By Jeff Pollock, Senior Director, Fusion Middleware, Oracle
With the hype surrounding Service-Oriented Architecture, people often forget
that SOA is mostly about plumbing, and that a substantial portion of the top-line
business value of SOA is derived directly from the data it pushes around.
Today, the data universe of Business Intelligence (BI), Data Warehousing and
Master Data Management (MDM) still lives largely outside the scope of SOA. But
an enterprise view of Data Services may well bring these worlds together.
When properly architected and executed, Data Services can provide the link
that unifies conventional data systems with the emerging SOA paradigm. By offering
a decoupled data façade and an easily virtualized API, Data Services
can give SOA the opportunity to establish system control.
Part 1: The Primacy of Data
Its always been about the data. Decades of punditry about EAI, ETL, MDM
and SOA lead us to the same conclusions -- data is king in enterprise software.
Sometimes the enterprise software sector loses sight of that simple reality.
In the past 15 years, with the rise of Java, the hype surrounding EII, EAI and
SOA, and the rise of XML, and quietly, the billions spent in ETL projects --
it's too easy to forget why we build and buy all that infrastructure. We do
it for the data.
There has been more data created since 2000 than in all of human history preceding
then. (Figure 1)
Figure 1: Information Explosion (Adaptive Information, Wiley & Sons 2004)
These trends show us that the data problem is getting worse, not better.
Enterprise infrastructure is surprisingly unchanged since the early 1990s when
Message-Queues (MQ), Transaction Processing Systems (TPS), and ETL tools were
really the backbone of enterprise software. Guess what? They still are. Despite
the growing adoption rates of BPM, SOA, ESB, and EII the MQ, TPS, and
ETL backbones are still there.
The strain of all that new data and the demand for mature tooling has paradoxically
made the existing, proven software infrastructure look pretty attractive. Most
new XML-centric solutions for data can't scale to the mult-terabyte sized problem
that is typical of a Global 2000 business. Thus, a knowledgeable architect will
revert to the proven patterns of RDBMS as the backbone of a data architecture
using MQ, TPS, and ETL interfaces as the pipes for pushing all that data around.
Why not SOA for data-centric architectures?

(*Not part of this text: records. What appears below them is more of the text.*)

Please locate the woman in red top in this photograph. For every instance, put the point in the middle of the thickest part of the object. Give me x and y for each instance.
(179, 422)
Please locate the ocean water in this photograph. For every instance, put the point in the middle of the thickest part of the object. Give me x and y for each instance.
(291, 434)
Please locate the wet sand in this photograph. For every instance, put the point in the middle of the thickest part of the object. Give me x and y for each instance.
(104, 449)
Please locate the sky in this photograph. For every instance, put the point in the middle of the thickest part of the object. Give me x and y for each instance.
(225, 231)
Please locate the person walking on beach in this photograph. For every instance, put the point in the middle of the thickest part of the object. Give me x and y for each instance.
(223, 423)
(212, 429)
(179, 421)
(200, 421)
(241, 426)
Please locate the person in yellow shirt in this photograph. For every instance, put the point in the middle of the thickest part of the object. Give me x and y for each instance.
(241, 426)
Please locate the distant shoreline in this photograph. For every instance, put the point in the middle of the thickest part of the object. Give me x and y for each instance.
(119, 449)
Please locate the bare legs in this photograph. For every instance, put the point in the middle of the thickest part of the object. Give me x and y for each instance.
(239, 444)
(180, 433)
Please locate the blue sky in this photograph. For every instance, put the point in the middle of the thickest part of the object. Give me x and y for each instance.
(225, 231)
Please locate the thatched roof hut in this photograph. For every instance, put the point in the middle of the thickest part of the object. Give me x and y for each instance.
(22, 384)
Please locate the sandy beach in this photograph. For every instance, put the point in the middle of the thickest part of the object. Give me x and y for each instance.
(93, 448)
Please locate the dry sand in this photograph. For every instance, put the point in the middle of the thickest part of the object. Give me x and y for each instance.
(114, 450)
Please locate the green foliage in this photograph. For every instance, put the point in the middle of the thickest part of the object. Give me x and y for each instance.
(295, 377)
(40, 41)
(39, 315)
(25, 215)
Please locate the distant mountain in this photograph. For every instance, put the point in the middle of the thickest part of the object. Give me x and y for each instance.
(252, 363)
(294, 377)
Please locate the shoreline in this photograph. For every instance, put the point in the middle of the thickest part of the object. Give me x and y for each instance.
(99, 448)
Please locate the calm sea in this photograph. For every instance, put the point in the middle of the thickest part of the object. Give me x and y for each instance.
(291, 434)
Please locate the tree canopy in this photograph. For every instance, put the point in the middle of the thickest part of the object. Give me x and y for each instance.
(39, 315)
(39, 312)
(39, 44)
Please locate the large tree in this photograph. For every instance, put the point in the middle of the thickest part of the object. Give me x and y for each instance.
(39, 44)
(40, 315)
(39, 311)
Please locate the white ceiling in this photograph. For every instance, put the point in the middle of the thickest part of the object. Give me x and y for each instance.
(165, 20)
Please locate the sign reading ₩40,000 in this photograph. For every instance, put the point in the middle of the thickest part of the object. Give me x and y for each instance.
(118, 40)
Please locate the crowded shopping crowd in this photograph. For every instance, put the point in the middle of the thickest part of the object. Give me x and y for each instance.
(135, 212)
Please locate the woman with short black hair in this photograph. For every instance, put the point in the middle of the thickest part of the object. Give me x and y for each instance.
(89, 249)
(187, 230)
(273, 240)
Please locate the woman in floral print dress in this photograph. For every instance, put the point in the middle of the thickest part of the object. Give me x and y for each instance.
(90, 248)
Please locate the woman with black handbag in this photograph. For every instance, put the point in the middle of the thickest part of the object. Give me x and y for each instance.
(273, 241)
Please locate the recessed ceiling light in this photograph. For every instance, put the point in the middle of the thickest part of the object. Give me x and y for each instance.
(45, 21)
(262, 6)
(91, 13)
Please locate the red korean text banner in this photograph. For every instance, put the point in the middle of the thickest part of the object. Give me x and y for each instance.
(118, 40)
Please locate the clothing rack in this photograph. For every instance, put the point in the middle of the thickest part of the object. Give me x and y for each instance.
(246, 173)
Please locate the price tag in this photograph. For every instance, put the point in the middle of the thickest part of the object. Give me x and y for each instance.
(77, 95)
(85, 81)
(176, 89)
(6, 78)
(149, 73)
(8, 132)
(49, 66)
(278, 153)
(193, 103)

Part 2: A Role for SOA in Data-Centric Enterprise Architectures?
When the SOA craze started in 2001, we thought it was magic. Remember the promises
of dynamic discovery? Human readable messaging? Simple XML data objects? But
soon enough, the problems started: competing vendor specs, security loopholes,
performance problems, etc.
In 2008, the good news is that SOA has finally matured into an enterprise class
infrastructure. Far from the original hope of solving all integration problems,
the main tooling for SOA can finally supplant the long-held dominance of MQ
and TPS systems. Both the reliability and performance of grid-based SOA is strong
enough for even the most demanding problems.
However, SOA is still not best for ETL, MDM, BI and data integration.
The average data integration use case is beyond SOA's core strengths. An average
use case might involve loading a few gigabytes of data from one database to
another, applying transformations to change the shape of the data from third-normal-form
to a multi-dimensional model. This use case supports line-of-business demands
like Reporting, BI, Performance Management, Financial Planning and other analytic
capabilities. SOA is inappropriate for these data use cases because of poor
bulk data transformation performance and inefficiency.
Nearly all SOA frameworks operate in a Java container, which is a substantial
disadvantage when gigabytes of data need to be consumed into a Java Virtual
Machine. Likewise, the SOA paradigm for working with data is XML -- nearly all
SOA frameworks require the data to be converted to XML for it to be orchestrated
and transformed. But a single gigabyte of data will multiply to five or ten
gigabytes of XML data merely because of the additional tags, schema and angle
brackets. (Figure 2)
Figure 2: Added Data Bulk With XML Markup
After all, XML is still best as a document and message format. For a while,
the SOA buzz had everyone thinking that XML is a data language, but it's not.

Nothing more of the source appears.